Price of $22,930 2020 Honda Insight

Supremely efficient, the 2020 Honda Insight also has an upscale interior, is spacious in all the right places, comes with generous standard equipment and even looks like a normal car.


This machine's powertrain is unexpectedly annoying for something built by Honda, plus its front seats are soggy and the available LaneWatch system's camera is disappointingly low-res.

The Honda Insight is a high-quality small sedan that feels premium and returns crazy fuel-economy numbers without even trying.


The 2020 Honda Insight makes hypermiling an effortless endeavor. Drive one of these cars and you no longer have to overinflate the tires, refuse any passengers or cargo, tailgate tractor-trailers or squander a single brain synapse contemplating the pulse-and-glide acceleration technique. Honda has made it so ridiculously easy to get superb fuel economy you almost won't believe it.

Absolutely without trying, I managed to average better than 44 miles per gallon during my week-long stint in an Insight Touring, the range-topping model. Admittedly, that figure is fractions of an mpg less than the car's combined rating, but what makes this impressive is that it delivered said fuel economy when I drove it more aggressively than any typical owner would. I subjected the car to plenty of wide-open-throttle blasts and a large amount of high-speed interstate driving. Operate it more conservatively or predominantly in an urban setting and you should expect far greater efficiency.  

he car stickers at 51 mpg city and 45 highway. Combined, Uncle Sam's minions at the Environmental Protection Agency say it should return 48 mpg. If, for some reason that's not enough, you can forego a few features by grabbing either an entry-level LX version or a midrange Insight EX, either of which will get you even greater fuel economy. Those cars are rated at 55 city, 49 highway and 52 combined.

The mighty misers
These efficiency scores compare favorably to other hybrid models from rival manufacturers. The mainline version of Toyota's pioneering Prius is rated at 54 mpg city, 50 mpg highway and 52 mpg combined.
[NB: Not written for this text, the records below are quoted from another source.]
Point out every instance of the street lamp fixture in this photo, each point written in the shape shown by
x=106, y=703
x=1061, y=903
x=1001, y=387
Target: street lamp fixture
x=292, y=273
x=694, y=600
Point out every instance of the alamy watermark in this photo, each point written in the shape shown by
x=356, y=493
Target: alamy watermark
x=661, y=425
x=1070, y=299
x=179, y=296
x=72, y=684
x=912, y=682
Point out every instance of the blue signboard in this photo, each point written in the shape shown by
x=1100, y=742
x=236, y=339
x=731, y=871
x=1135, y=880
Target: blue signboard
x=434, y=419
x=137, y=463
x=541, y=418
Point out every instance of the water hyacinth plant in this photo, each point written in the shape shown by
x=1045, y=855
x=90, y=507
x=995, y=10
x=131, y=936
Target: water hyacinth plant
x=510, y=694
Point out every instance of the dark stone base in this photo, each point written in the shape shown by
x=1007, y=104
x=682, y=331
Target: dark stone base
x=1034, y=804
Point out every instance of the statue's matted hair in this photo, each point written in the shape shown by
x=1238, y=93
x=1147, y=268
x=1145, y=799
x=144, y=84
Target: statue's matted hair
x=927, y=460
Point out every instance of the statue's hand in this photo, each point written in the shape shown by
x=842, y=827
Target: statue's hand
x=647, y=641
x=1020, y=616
Grab an Eco trim version and both the city and combined ratings climb by 4 mpg each, while the highway score increases by 3. For drivers that want the ultimate Prius experience, the plug-in hybrid Prime model offers an electric-only driving range of up to 25 miles, along with stellar internal-combustion economy.

Hyundai is never a company to kick back and relax. It's always busier than a colony of killer bees and probably more aggressive, at least when it comes to entering new vehicle segments or updating its product range. The brand's Ioniq hybrid is similarly economical to the Insight and Prius, returning 55 mpg city, 54 mpg highway and 55 mpg combined. The super-saver Blue model is even more efficient than mainline variants, delivering 57, 59 and 58 mpg, respectively.